Uma das maiores vozes da música brasileira partiu deixando um acervo com mais de 800 gravações, mas quase nenhuma fortuna material. Apesar de ter lançado mais de 35 álbuns e construído uma carreira internacional de sucesso, a estrela vivia uma rotina simples. Não acumulava apartamentos, posses luxuosas ou bens caros. Para seus herdeiros, a verdadeira riqueza ficou cravada na cultura do país e nos direitos autorais que essas canções vão gerar pelas próximas décadas.
Desde a sua partida, o quarto da artista permaneceu intacto, servindo como uma cápsula do tempo. Nas paredes, quadros que retratam o rosto da cantora e de um grande amor de seu passado decoram o ambiente. O cômodo virou o escritório de sua neta, que passou a cultivar um ritual diário para lidar com o luto: entrar no local todas as manhãs para dar “bom dia”. Nas palavras dela: “Está tudo aqui comigo. O quarto está idêntico. A única coisa que eu fiz foi levar o meu computador. A cama, que eu não desfiz. Até porque nós estamos em processo de inventário”.

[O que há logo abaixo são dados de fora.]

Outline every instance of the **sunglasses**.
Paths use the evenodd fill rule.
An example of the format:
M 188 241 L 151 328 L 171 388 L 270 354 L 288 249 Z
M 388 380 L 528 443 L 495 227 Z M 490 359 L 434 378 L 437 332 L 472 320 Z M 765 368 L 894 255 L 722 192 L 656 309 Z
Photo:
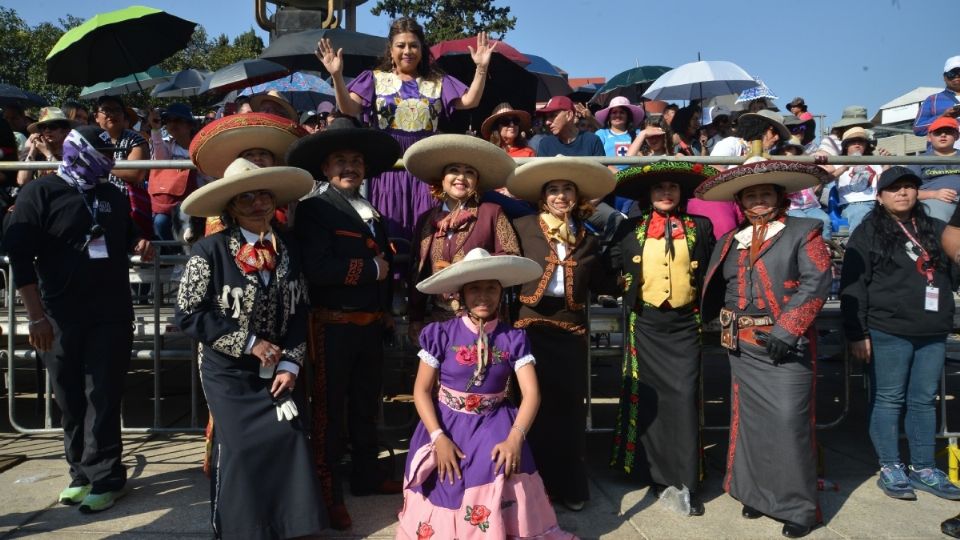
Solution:
M 241 194 L 239 194 L 239 195 L 237 195 L 236 197 L 233 198 L 233 200 L 234 200 L 238 205 L 241 205 L 241 206 L 250 206 L 250 205 L 253 204 L 253 202 L 256 201 L 257 199 L 260 199 L 260 200 L 265 200 L 265 199 L 273 200 L 273 192 L 272 192 L 272 191 L 267 191 L 267 190 L 264 190 L 264 189 L 257 190 L 257 191 L 247 191 L 246 193 L 241 193 Z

A mulher que cantou até os últimos dias, que faleceu de causas naturais aos 91 anos e que hoje completaria 96 anos, veio do famoso “planeta fome” para conquistar o mundo: estamos falando de Elza Soares. De acordo com reportagens publicadas pelos portais UOL (coluna Splash) e Tribuna da Região, a trajetória de Elza prova que seu principal patrimônio nunca foi o dinheiro. Em seu testamento, as decisões foram tomadas de forma prática para garantir que a obra não se perdesse com o tempo.

Divisão do legado e bens materiais
Sem imóveis de alto padrão em seu nome, o que restou de posses físicas foi repassado de maneira direta. Elza destinou itens pessoais aos filhos, respeitando o que sabia que cada um gostava mais.

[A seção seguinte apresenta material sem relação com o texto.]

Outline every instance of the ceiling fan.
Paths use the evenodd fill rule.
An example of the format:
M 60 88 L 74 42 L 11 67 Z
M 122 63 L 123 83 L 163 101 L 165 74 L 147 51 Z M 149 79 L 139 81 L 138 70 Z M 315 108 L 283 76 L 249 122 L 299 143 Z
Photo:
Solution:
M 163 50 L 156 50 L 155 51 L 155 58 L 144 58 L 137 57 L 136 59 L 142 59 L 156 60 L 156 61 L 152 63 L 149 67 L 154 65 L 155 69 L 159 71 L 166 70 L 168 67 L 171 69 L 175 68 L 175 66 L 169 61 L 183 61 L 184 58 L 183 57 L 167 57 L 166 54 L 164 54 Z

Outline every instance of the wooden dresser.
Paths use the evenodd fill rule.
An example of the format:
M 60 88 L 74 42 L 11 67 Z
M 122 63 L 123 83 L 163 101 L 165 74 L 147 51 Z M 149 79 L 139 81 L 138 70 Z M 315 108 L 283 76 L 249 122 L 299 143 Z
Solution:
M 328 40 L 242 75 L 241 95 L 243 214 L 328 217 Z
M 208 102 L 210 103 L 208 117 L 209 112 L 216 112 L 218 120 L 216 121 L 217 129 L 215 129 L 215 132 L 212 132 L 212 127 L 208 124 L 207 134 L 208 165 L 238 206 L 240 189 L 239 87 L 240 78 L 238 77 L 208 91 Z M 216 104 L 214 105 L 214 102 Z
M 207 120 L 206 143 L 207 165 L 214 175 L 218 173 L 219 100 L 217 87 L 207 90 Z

O acervo histórico da cantora foi dividido em duas partes: 50% dos itens materiais ficaram com a neta, Vanessa Soares. Já a administração de todo o legado artístico passou para as mãos de seu amigo e empresário, Pedro Loureiro.
Como Vanessa explicou em conversa com o portal UOL: “Elza não tinha apartamento. Elza não tinha isso de ter as coisas. Elza era muito desprendida dessa coisa material. Gostava de viver intensamente”.

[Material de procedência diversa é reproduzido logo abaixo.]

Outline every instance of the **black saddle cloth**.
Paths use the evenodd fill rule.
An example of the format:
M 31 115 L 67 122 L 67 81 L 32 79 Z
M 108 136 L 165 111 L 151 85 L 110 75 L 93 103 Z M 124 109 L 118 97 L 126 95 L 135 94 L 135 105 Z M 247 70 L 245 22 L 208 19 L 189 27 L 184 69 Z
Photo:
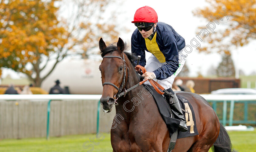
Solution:
M 163 95 L 158 93 L 151 86 L 149 85 L 145 85 L 145 86 L 153 95 L 156 103 L 157 105 L 159 112 L 169 130 L 170 137 L 171 137 L 173 133 L 178 129 L 180 120 L 172 117 L 172 115 L 169 104 L 166 101 Z M 187 114 L 186 114 L 186 113 L 183 111 L 183 114 L 184 116 L 185 119 L 187 120 L 187 119 L 188 119 L 188 120 L 187 121 L 187 122 L 188 122 L 188 121 L 191 121 L 191 120 L 190 120 L 190 119 L 193 119 L 192 118 L 195 118 L 194 113 L 192 106 L 183 97 L 177 94 L 176 96 L 179 99 L 180 104 L 181 105 L 181 108 L 183 109 L 186 110 L 186 107 L 187 107 L 187 109 L 188 109 L 187 107 L 188 106 L 189 107 L 188 109 L 190 110 L 188 110 L 191 111 L 192 112 L 191 114 L 189 115 Z M 186 106 L 184 104 L 184 103 L 186 103 Z M 190 115 L 191 114 L 193 117 L 191 117 L 191 115 Z M 188 118 L 186 119 L 186 116 L 187 116 L 187 117 L 188 117 Z M 196 128 L 195 119 L 194 119 L 193 123 L 192 123 L 192 121 L 190 121 L 190 122 L 189 123 L 188 125 L 190 125 L 190 126 L 187 126 L 188 130 L 188 131 L 187 132 L 179 131 L 178 138 L 184 138 L 198 134 Z M 192 126 L 192 124 L 194 125 Z M 193 129 L 191 129 L 191 127 L 193 128 Z M 192 130 L 193 130 L 193 131 L 191 131 Z

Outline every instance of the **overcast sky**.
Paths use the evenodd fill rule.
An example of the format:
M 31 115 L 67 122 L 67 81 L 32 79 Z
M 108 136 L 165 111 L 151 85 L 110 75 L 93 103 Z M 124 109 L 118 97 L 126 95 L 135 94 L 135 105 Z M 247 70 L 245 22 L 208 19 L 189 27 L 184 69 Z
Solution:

O futuro dos direitos autorais
Se as contas bancárias não abrigavam grandes fortunas, o rendimento futuro do trabalho da artista é garantido pela lei de propriedade intelectual. Em uma nota divulgada à imprensa e repercutida pela Tribuna da Região, o Escritório Central de Arrecadação e Distribuição (Ecad) detalhou como funciona esse processo para os familiares.

A corporação confirmou que existem exatas 864 gravações registradas em nome da cantora. A lei brasileira garante que a família continue recebendo os valores arrecadados com a reprodução dessas músicas por um longo período. “Esse pagamento é assegurado por 70 anos, após a morte do autor“, informou o comunicado oficial do Ecad. Na prática, isso significa que os herdeiros terão uma fonte de renda contínua e cumulativa ao longo das próximas décadas.
Um símbolo para as novas gerações
Além da herança artística e financeira, a cantora construiu um legado firmado em causas sociais importantes. Ao longo de quase sete décadas de carreira, ela se estabeleceu como uma figura de frente na luta contra o racismo, a violência doméstica e a intolerância religiosa.
Seu último grande trabalho, curiosamente lançado em 2021 pouco antes de falecer, foi um disco gravado na década de 1990 em parceria com João de Aquino, que ficou guardado por cerca de trinta anos.
O grande segredo para que as canções continuem sendo ouvidas, segundo a própria família, é a capacidade que a artista tinha de dialogar com os mais jovens.
“Ela não ficou rotulada. A Elza conseguiu trazer essa coisa jovem porque ela sempre foi muito jovem. Quem vai manter esse legado serão eles, essa turma que está vindo aí“, concluiu a neta.